Stamateas: W ramach gatunku samopomocy mamy wszystko, od najprostszych książek, które mówią: „Amate, querrete, cuidate”; nawet najbardziej wyszukany, oferujący inteligentne rozwiązania. Żadna książka nie zmienia niczyjego życia, ponieważ książka nie jest magiczną różdżką. To tylko bodziec do refleksji. Zamiast samopomocy wolę nazywać je „książkami rozwoju osobistego”, chociaż jeśli przestaniemy myśleć, w końcu każda książka jest samopomocowa. Książka poezji i książka historyczna pomagają nam myśleć, zastanawiać się, rozwijać.
Proces wzrostu zawsze zależy od samego siebie. Prawdą jest, że w obrębie gatunku, jak w każdym innym, istnieją różne zmiany i poziomy głębi. Do każdego czytelnika należy decyzja, który z nich będzie mu służyć zgodnie z etapem ewolucji, w którym się znajduje.
B.R. : Czy czujesz presję, aby utrzymać ten rytm sprzedaży przy każdej nowej książce, czy jest to temat, który nie martwi cię zbytnio??
Stamateas: Rozróżniam sukces sławy. Sukces robi to, co się lubi. Sława to wygląd społeczny. Kiedy odnosisz sukcesy, ciesz się sławą lub uznaniem innych. Problem pojawia się, gdy ktoś idzie za sławą. Zawsze skupiałem się na robieniu tego, co lubię i, oczywiście, lubię podróżować po różnych krajach, poznając wielu ludzi i czując, że przyczyniam się trochę do poprawy i uwolnienia potencjału, który wszyscy mamy..
B.R. : Spójrzmy w przyszłość: nad którymi projektami pracujesz?
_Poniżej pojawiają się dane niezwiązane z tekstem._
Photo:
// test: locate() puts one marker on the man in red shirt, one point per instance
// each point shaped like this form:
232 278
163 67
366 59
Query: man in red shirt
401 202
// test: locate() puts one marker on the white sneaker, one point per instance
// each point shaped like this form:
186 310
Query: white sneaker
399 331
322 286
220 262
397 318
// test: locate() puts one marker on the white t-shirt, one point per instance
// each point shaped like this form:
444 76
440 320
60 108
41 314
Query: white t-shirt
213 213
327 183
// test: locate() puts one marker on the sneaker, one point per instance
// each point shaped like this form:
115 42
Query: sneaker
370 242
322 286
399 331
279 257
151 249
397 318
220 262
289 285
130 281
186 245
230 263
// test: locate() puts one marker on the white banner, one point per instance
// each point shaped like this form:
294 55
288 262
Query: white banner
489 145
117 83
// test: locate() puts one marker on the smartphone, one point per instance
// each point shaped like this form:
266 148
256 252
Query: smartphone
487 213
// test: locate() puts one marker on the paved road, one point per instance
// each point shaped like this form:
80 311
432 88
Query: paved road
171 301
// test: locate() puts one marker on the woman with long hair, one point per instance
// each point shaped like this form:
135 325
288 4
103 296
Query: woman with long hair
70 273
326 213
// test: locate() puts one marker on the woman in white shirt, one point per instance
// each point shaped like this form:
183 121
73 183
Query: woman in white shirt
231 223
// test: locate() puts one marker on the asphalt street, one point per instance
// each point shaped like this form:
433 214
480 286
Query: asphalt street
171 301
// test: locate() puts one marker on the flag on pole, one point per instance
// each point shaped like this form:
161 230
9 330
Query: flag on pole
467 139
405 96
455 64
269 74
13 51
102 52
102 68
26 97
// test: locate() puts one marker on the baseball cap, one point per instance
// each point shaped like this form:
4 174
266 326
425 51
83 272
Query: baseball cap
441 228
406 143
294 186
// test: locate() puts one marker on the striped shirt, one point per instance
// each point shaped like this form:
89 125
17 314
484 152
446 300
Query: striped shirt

Może jakieś prace redakcyjne na następne miesiące?
Stamateas: W tej chwili wychodzą wszystkie książki, które napisałem w gazecie Naród tutaj w Argentynie. Pracuję także nad nowymi projektami, w których kompiluję pięćset najczęstszych konfliktów oraz praktyczne pomysły i narzędzia do ich rozwiązywania. Kontynuuję podróże i wykłady na całym świecie.